The Adam optimization algorithm was employed with an initial learning rate of 0.0001, which was progressively reduced using a cosine annealing schedule to refine convergence in later epochs. The training process comprised 50 epochs with a batch size of 16, ensuring stable optimization and model convergence.

3.6. Evaluation Metrics

The performance evaluation of the proposed approach is based on three fundamental metrics: Accuracy, Dice, and IoU. These metrics are widely used in segmentation to quantify the similarity between model predictions and reference data (ground truth). Mathematically, the Accuracy is expressed as:

A c c u r a c y = \frac{T P + T N}{T P + T N + F P + F N},

(11)

While the Dice and IoU are defined as:

D i c e S c o r e = \frac{2 T P}{2 T P + F N + F P},

(12)

I o U = \frac{T P}{T P + F P + F N},

(13)

In these equations:

True Positive (TP): The number of brain tumor pixels correctly identified.
False Positive (FP): The number of normal brain tissue pixels incorrectly classified as brain tumor pixels.
True Negative (TN): The number of normal brain tissue pixels correctly classified.
False Negative (FN): The number of brain tumor pixels incorrectly classified as normal brain tissue pixels.
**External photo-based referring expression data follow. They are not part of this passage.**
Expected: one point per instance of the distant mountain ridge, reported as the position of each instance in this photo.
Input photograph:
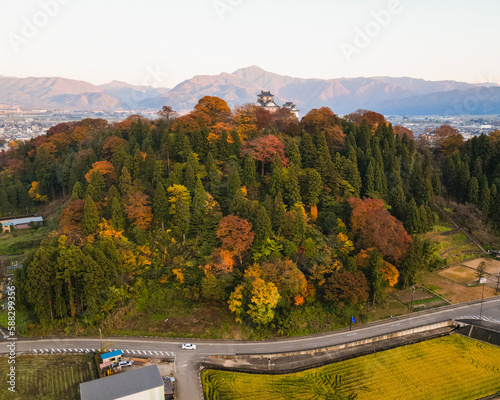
(388, 95)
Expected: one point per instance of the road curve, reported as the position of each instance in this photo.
(185, 360)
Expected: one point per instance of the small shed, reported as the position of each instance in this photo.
(112, 357)
(19, 223)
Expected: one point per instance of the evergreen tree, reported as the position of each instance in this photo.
(293, 153)
(413, 222)
(307, 151)
(77, 192)
(117, 217)
(262, 228)
(292, 185)
(125, 182)
(199, 200)
(160, 205)
(91, 192)
(314, 187)
(90, 221)
(213, 175)
(234, 181)
(473, 193)
(276, 183)
(97, 181)
(484, 196)
(249, 172)
(369, 180)
(279, 214)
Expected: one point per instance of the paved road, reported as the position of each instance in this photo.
(186, 360)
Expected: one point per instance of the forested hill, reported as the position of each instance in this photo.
(253, 211)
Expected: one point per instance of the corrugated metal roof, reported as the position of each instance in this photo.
(121, 385)
(111, 354)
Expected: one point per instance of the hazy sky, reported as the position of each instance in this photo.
(163, 42)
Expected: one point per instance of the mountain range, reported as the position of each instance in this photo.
(387, 95)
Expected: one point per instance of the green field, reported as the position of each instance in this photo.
(451, 368)
(47, 377)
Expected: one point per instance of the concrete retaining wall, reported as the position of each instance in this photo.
(445, 324)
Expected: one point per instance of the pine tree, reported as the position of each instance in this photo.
(314, 187)
(90, 221)
(249, 176)
(473, 193)
(262, 227)
(369, 180)
(199, 200)
(398, 202)
(276, 184)
(77, 192)
(293, 153)
(97, 181)
(91, 192)
(292, 185)
(189, 178)
(117, 218)
(234, 181)
(307, 151)
(213, 175)
(279, 214)
(160, 205)
(484, 196)
(413, 222)
(125, 182)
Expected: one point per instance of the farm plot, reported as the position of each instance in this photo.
(48, 377)
(448, 368)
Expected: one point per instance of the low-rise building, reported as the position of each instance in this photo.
(20, 223)
(140, 384)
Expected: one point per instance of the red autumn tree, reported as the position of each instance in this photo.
(216, 108)
(110, 145)
(138, 209)
(263, 149)
(72, 216)
(374, 226)
(236, 234)
(346, 287)
(318, 120)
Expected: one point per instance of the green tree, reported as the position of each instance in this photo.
(90, 221)
(77, 192)
(161, 206)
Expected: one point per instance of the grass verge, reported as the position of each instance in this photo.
(48, 377)
(448, 368)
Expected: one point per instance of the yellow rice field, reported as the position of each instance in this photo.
(448, 368)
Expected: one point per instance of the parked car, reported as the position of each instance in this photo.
(125, 363)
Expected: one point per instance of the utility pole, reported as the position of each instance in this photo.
(481, 312)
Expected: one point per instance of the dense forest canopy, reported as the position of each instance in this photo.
(253, 211)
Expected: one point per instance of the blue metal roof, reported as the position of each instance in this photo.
(112, 354)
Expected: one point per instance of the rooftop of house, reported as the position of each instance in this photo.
(121, 385)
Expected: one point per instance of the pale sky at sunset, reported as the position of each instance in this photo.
(100, 41)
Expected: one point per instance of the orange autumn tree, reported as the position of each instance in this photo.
(374, 226)
(216, 108)
(105, 168)
(236, 235)
(264, 149)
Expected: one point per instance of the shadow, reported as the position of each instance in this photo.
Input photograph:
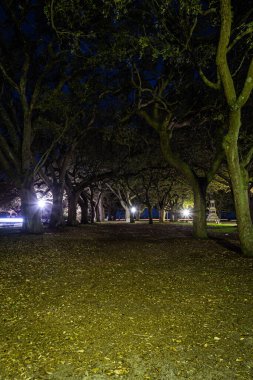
(234, 247)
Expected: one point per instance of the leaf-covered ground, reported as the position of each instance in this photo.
(124, 301)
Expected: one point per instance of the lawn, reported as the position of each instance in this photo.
(125, 301)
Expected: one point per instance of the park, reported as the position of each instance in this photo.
(126, 189)
(117, 300)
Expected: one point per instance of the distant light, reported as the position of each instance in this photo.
(186, 213)
(11, 220)
(41, 203)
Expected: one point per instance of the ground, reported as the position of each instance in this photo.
(125, 301)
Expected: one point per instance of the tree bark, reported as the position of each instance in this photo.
(56, 218)
(199, 215)
(72, 208)
(239, 180)
(150, 217)
(30, 211)
(127, 214)
(161, 215)
(84, 204)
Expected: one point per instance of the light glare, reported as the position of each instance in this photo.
(186, 213)
(41, 203)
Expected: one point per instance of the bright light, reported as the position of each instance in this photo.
(41, 203)
(11, 220)
(186, 213)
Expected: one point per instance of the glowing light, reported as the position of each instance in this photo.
(186, 213)
(41, 203)
(11, 221)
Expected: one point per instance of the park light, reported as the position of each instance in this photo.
(41, 203)
(186, 213)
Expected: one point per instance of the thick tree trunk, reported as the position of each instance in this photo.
(84, 204)
(30, 210)
(161, 215)
(199, 190)
(239, 182)
(100, 214)
(72, 208)
(199, 214)
(127, 214)
(150, 217)
(56, 218)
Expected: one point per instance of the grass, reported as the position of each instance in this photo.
(124, 301)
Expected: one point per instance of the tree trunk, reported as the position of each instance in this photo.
(30, 210)
(161, 215)
(84, 204)
(72, 208)
(56, 218)
(150, 218)
(199, 214)
(199, 191)
(128, 214)
(239, 181)
(100, 214)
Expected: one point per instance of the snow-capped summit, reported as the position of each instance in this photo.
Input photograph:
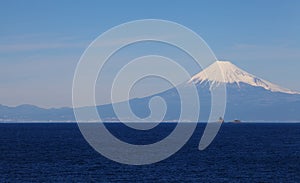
(226, 72)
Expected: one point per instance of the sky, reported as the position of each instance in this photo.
(41, 42)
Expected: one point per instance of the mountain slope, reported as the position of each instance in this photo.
(249, 98)
(225, 71)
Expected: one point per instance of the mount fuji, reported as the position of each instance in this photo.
(248, 98)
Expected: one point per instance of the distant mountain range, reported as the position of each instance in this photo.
(249, 98)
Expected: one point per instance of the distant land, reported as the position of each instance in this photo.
(249, 98)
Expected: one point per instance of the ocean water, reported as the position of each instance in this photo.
(241, 152)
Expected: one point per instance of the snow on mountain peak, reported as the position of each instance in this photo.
(226, 72)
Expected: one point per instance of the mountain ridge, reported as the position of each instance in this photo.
(226, 72)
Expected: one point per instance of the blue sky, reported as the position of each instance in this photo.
(42, 41)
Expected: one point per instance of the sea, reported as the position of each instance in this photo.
(241, 152)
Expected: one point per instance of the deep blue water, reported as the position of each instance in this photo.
(240, 153)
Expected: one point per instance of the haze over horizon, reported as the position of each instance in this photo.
(41, 44)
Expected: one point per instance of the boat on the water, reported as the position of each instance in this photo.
(236, 121)
(221, 120)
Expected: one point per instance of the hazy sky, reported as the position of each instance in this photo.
(42, 41)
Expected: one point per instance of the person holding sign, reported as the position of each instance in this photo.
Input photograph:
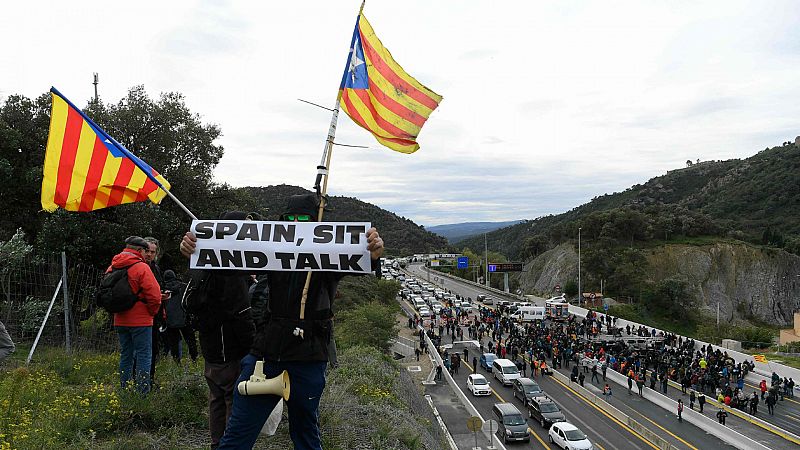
(290, 340)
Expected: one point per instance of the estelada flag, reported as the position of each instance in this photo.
(380, 96)
(86, 169)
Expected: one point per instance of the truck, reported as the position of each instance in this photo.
(557, 308)
(529, 313)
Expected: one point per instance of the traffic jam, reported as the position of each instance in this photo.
(491, 374)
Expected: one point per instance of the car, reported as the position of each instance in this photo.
(486, 361)
(567, 436)
(477, 384)
(511, 425)
(505, 371)
(545, 411)
(526, 389)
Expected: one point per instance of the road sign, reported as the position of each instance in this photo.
(474, 423)
(505, 267)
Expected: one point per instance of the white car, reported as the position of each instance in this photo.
(567, 436)
(478, 385)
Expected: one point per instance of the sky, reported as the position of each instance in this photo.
(547, 104)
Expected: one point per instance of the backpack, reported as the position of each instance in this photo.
(115, 294)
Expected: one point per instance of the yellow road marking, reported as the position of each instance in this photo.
(784, 397)
(538, 438)
(662, 428)
(744, 416)
(605, 413)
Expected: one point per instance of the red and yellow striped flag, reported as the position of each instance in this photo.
(380, 96)
(86, 169)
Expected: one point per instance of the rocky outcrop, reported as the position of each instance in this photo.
(556, 266)
(749, 282)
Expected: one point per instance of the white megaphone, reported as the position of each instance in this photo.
(258, 384)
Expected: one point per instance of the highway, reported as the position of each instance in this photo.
(603, 430)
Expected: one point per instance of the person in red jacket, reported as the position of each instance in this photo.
(134, 325)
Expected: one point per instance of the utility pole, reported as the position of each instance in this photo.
(96, 80)
(486, 253)
(580, 292)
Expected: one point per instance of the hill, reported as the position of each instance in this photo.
(456, 232)
(402, 236)
(756, 200)
(752, 202)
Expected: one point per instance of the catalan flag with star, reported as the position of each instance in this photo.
(86, 169)
(380, 96)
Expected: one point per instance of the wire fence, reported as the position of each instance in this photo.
(29, 284)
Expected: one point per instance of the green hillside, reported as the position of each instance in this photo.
(755, 200)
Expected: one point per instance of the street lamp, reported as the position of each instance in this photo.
(580, 292)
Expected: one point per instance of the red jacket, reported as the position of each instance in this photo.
(142, 281)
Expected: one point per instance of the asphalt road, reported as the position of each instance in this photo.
(603, 430)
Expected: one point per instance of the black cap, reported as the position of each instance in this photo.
(303, 204)
(240, 215)
(136, 241)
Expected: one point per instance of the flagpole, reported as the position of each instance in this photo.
(323, 173)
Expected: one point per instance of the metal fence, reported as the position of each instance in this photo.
(30, 284)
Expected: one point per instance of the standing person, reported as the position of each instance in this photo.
(220, 302)
(771, 400)
(6, 344)
(150, 255)
(177, 325)
(134, 327)
(303, 355)
(721, 415)
(607, 392)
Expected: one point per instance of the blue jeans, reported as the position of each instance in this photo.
(250, 412)
(136, 344)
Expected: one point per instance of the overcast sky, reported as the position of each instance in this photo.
(547, 104)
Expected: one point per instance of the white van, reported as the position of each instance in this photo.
(505, 371)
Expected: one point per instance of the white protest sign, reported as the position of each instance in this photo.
(259, 245)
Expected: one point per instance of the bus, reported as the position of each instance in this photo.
(557, 308)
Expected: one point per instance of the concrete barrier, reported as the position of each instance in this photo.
(763, 369)
(459, 393)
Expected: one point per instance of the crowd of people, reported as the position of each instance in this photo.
(241, 318)
(595, 343)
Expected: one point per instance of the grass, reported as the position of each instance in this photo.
(75, 402)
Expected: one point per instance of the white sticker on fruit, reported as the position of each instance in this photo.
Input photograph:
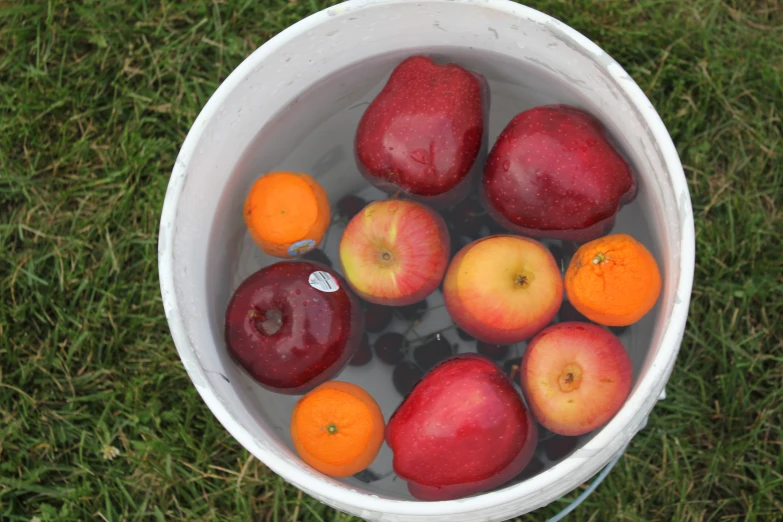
(324, 281)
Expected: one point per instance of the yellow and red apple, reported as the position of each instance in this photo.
(395, 252)
(575, 377)
(503, 289)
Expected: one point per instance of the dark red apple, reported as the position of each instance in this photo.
(425, 132)
(446, 435)
(293, 325)
(554, 173)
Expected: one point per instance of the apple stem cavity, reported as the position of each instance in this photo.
(570, 378)
(521, 281)
(268, 323)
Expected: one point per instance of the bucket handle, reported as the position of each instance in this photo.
(600, 478)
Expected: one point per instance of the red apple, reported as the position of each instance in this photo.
(424, 133)
(503, 289)
(575, 376)
(394, 252)
(463, 429)
(293, 325)
(554, 173)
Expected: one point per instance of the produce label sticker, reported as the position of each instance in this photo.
(301, 247)
(324, 281)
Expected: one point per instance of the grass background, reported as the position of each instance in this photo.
(95, 100)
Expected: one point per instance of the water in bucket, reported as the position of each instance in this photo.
(317, 138)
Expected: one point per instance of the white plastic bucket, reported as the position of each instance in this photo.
(294, 104)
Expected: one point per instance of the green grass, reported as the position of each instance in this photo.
(95, 100)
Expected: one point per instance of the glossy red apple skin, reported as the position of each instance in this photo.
(445, 435)
(554, 173)
(425, 134)
(575, 376)
(319, 331)
(395, 252)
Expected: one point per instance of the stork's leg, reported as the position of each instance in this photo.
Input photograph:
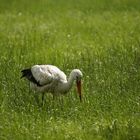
(36, 97)
(43, 98)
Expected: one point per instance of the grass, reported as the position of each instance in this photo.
(101, 38)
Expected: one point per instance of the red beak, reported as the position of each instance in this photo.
(78, 82)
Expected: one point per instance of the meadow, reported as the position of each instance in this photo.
(101, 38)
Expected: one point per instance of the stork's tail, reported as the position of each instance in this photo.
(27, 73)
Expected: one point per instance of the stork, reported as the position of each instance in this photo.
(49, 78)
The Dice is mainly used to assess the similarity between detected and reference regions, providing a measure of relative agreement. On the other hand, the IoU gives an exact measure of how predictions and annotations overlap. Accuracy is also a key measure of how many pixels in the whole image are correctly classified. This makes the evaluation of segmentation performance more complete. In addition to these core evaluation metrics, several statistical measures were incorporated to provide a more comprehensive and reliable performance analysis. These include the average (Avg), standard deviation (σ), standard error of the mean (SEM), and confidence intervals at 95% (CI95) and 99% (CI99). The average of a given metric is computed as:

a v g = \frac{1}{N} \sum_{i = 1}^{N} x_{i},

(14)

where

x_{i}

denotes the score obtained for sample i, and N is the total number of samples. The standard deviation, which quantifies the spread of the values around the average, is given by:

σ = \sqrt{\frac{1}{N - 1} \sum_{i = 1}^{N} {(x_{i} - A v g)}^{2}},

(15)

The SEM, which measures the precision of the estimated average, is computed as:

S E M = \frac{σ}{\sqrt{N}},

(16)

Based on the SEM, the 95% and 99% confidence intervals are calculated, respectively, as:

C I 95 = A v g \pm 1.96 \times S E M,

(17)

C I 99 = A v g \pm 2.576 \times S E M,

(18)

These intervals indicate the range within which the actual average performance of the segmentation metrics is expected to lie with 95% or 99% confidence. This integration ensures a more robust and scientifically meaningful assessment of the model’s segmentation performance, reflecting not only its accuracy but also the consistency and stability of its predictions across the dataset.

4. Results and Discussion

This section assesses the performance of PRA-UNet using both quantitative and qualitative methods. It begins by presenting the training configurations and validation results, including validation on the BraTS 2020 dataset to ensure robustness and generalization. Then, the overall testing results and detailed performance evaluation are discussed. A subsequent comparative analysis highlights the superiority of PRA-UNet over existing state-of-the-art methods. Finally, the deployment prospects and clinical integration potential of PRA-UNet are discussed.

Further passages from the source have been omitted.